Passive ETF investing
ETFs were originally created to provide a single security that tracks an index and trades intraday. Intraday trading lets investors to buy and sell, in essence, all of the securities that make up the whole market (like the S&P 500 or the NASDAQ) with a single trade.
ETFs thereby provide the flexibility to get into or out of a position at any time throughout the day, unlike mutual funds, which trade only once per day.
While the intraday trading capability is certainly a boon to active traders, it is simply a convenience for investors who prefer to buy and hold, which is still a valid and popular strategy – especially if we keep in mind that most actively managed funds fail to beat their benchmarks or passive counterparts, particularly over longer time horizons.
ETFs offer a convenient and low-cost way to implement indexing or passive management.
Active ETF Trading
In spite of indexing’s track record, many investors aren’t satisfied to settle for so-called average returns. Even though they know that a minority of actively managed funds beat the market, they’re willing to try anyhow. ETFs provide the perfect tool.
By letting intraday trading, ETFs give these traders an opportunity to track the direction of the market and trade accordingly.

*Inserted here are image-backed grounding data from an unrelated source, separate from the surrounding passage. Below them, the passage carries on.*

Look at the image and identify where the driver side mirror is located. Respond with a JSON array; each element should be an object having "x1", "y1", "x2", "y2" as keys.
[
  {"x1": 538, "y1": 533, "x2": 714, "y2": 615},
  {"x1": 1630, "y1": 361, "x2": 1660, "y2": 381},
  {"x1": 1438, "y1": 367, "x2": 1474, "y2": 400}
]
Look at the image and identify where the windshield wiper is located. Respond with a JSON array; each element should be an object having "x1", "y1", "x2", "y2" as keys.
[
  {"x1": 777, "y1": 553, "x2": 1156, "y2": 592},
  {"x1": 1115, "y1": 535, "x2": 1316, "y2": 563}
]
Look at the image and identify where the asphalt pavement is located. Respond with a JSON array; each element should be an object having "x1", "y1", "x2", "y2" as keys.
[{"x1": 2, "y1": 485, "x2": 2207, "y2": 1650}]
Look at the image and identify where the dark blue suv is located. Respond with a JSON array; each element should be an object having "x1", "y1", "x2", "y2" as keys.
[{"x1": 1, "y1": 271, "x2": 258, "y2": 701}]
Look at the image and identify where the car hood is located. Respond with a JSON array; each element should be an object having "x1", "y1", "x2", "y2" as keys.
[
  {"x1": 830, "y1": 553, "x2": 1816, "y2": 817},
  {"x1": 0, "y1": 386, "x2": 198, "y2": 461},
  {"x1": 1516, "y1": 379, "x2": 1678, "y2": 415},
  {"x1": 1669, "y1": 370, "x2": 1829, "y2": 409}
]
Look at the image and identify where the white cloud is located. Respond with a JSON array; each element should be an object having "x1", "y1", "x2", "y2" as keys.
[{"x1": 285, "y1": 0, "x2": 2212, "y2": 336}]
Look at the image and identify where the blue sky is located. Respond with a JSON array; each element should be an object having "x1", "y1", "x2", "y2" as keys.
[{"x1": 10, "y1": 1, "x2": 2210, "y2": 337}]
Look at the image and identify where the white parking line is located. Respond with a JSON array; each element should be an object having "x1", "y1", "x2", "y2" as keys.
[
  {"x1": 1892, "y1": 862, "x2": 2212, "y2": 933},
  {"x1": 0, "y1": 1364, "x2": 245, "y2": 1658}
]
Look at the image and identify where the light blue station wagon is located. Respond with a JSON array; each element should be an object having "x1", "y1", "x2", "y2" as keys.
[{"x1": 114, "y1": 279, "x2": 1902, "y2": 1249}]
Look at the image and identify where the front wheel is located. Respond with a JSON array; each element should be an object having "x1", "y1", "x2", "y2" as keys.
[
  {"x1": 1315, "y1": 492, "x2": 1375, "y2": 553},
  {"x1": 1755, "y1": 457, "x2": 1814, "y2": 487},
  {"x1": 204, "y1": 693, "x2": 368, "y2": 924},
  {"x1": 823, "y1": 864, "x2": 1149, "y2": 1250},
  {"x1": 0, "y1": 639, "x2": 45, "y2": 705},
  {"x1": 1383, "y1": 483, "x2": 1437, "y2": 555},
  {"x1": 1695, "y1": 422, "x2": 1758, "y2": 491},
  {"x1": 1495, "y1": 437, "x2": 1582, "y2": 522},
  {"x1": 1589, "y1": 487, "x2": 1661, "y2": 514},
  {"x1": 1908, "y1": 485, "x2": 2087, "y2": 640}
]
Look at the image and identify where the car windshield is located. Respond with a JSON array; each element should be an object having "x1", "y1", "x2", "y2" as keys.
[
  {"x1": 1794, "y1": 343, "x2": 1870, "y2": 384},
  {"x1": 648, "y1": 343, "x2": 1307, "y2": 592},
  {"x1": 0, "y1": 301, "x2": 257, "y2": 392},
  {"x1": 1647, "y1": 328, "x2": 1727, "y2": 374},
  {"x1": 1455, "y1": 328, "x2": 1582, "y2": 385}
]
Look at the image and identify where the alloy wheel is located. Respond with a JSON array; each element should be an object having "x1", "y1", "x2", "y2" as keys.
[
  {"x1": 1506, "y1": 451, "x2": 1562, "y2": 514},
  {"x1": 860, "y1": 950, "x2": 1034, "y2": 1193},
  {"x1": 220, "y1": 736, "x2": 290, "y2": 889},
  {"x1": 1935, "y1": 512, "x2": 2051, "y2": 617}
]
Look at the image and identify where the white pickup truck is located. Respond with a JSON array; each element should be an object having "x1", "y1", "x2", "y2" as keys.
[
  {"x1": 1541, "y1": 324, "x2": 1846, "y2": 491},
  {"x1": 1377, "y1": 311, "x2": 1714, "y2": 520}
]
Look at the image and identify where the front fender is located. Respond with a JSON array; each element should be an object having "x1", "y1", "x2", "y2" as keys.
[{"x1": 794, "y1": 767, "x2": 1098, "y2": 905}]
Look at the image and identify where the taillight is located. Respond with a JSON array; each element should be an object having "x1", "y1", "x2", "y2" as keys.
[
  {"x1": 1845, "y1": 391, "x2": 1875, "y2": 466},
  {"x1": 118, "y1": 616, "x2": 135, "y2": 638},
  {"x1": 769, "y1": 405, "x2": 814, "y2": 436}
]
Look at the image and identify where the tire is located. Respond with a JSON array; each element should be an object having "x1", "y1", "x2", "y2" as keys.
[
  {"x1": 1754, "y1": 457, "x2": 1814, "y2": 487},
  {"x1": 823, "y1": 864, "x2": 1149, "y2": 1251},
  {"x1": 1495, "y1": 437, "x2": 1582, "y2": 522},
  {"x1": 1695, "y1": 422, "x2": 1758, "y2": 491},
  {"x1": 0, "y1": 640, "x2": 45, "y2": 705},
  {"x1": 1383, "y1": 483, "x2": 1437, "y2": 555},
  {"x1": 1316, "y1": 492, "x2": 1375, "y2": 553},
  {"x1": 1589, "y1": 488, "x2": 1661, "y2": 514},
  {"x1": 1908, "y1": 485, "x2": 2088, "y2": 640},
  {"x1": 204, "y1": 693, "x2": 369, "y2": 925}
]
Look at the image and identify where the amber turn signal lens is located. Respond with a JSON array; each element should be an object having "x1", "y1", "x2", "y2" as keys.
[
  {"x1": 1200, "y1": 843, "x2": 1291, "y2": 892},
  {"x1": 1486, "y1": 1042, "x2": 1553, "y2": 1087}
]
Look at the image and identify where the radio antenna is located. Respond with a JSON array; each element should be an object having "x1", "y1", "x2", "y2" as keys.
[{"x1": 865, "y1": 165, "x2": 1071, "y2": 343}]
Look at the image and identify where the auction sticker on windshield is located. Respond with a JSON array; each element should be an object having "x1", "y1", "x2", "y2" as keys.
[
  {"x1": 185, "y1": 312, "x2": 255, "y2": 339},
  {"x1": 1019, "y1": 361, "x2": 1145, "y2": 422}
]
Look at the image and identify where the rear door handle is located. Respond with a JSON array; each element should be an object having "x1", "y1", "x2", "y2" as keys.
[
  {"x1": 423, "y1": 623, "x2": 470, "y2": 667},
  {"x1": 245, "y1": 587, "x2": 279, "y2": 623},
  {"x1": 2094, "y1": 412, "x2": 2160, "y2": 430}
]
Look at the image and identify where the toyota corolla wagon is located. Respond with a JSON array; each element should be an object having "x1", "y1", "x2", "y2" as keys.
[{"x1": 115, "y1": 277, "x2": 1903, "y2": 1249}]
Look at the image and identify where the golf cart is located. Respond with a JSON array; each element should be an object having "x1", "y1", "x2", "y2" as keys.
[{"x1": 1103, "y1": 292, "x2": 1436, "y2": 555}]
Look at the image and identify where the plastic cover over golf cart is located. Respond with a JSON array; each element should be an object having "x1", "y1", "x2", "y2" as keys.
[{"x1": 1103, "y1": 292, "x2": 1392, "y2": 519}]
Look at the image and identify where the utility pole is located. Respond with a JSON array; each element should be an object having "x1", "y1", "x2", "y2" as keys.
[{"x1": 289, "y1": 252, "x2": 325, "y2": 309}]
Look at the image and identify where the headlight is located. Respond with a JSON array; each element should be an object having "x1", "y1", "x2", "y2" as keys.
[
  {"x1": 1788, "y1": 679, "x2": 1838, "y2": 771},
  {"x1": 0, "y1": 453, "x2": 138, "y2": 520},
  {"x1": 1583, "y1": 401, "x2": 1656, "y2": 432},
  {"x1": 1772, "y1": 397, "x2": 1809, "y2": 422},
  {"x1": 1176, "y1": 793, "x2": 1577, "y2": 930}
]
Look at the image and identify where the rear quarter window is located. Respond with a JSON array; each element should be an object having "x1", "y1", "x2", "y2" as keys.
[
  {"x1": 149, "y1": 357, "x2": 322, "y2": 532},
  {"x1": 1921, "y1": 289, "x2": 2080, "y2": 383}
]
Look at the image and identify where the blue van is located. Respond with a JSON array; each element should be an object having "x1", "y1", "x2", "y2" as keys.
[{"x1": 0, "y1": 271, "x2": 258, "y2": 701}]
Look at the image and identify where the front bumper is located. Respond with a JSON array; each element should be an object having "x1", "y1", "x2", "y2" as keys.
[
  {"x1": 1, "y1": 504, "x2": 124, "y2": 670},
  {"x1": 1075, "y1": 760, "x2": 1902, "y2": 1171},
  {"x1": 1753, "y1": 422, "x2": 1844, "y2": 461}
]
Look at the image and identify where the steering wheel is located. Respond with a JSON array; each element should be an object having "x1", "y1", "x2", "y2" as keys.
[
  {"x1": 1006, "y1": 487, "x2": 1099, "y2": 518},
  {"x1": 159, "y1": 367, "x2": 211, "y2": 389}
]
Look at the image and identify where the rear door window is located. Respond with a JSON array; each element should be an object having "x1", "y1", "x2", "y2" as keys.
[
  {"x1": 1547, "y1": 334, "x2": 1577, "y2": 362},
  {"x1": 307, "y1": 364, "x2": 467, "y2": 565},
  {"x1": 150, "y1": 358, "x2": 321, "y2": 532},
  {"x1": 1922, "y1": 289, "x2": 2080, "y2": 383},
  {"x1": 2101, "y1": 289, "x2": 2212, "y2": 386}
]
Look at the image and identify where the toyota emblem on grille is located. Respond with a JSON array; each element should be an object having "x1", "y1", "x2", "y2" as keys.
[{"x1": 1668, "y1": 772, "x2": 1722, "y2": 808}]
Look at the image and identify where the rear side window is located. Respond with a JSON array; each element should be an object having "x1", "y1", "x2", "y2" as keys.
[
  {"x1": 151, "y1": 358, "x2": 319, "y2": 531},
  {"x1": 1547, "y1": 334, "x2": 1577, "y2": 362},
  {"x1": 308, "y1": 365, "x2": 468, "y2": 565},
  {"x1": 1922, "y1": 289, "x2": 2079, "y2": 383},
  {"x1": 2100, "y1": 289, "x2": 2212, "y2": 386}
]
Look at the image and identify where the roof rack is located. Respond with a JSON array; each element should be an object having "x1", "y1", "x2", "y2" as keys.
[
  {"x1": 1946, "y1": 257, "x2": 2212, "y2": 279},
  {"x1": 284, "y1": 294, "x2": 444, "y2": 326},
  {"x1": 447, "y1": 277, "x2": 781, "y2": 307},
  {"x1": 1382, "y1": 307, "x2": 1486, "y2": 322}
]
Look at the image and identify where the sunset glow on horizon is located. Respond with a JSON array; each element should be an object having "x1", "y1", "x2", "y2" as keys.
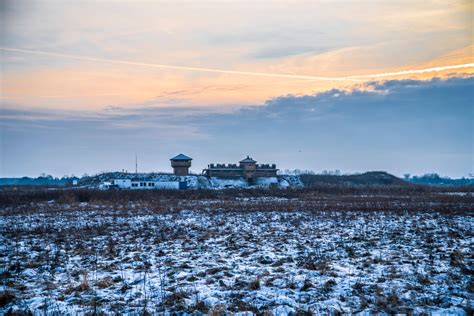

Even though still trading an index like a passive investor, these active traders can benefit from short-term movements. If the S&P 500 races upward when the market opens, active trader can fetch in the profits immediately.
Therefore, all of the active trading strategies that can be used with traditional stocks can also be used with ETFs, such as marketing timing, sector rotation, short selling, and buying on margin.
Actively Managed ETFs
While ETFs are created to track an index, they could just as easily be designed to track a specific investment objective. Aside from how they are traded, such ETFs can offer investors and traders with an investment that aims to deliver above-average returns.
Actively managed ETFs have the potential to benefit mutual fund investors and fund managers as well. If an ETF is designed to mirror a particular mutual fund, the intraday trading capability will push frequent traders to use the ETF rather than the fund, which will decrease cash flow in and out of the mutual fund, making the portfolio easier to manage and more cost effective, enhancing the mutual fund’s value for its investors.
Transparency and Arbitrage
Active managed ETFs are widely available since there is technical challenge in creating them. The biggest issues confronting money managers all involve a trading complication, more specifically a complication in the role of arbitrage for ETFs.
Because ETFs trade on a stock exchange, there is the potential for price disparities to develop between the trading prices of the underlying securities. This creates the chance for arbitrage.
If an ETF is trading at a value lower than the value of the underlying shares, investors can profit from that discount by buying shares of the ETF and then cashing them in for in-kind distributions of shares of the underlying stock.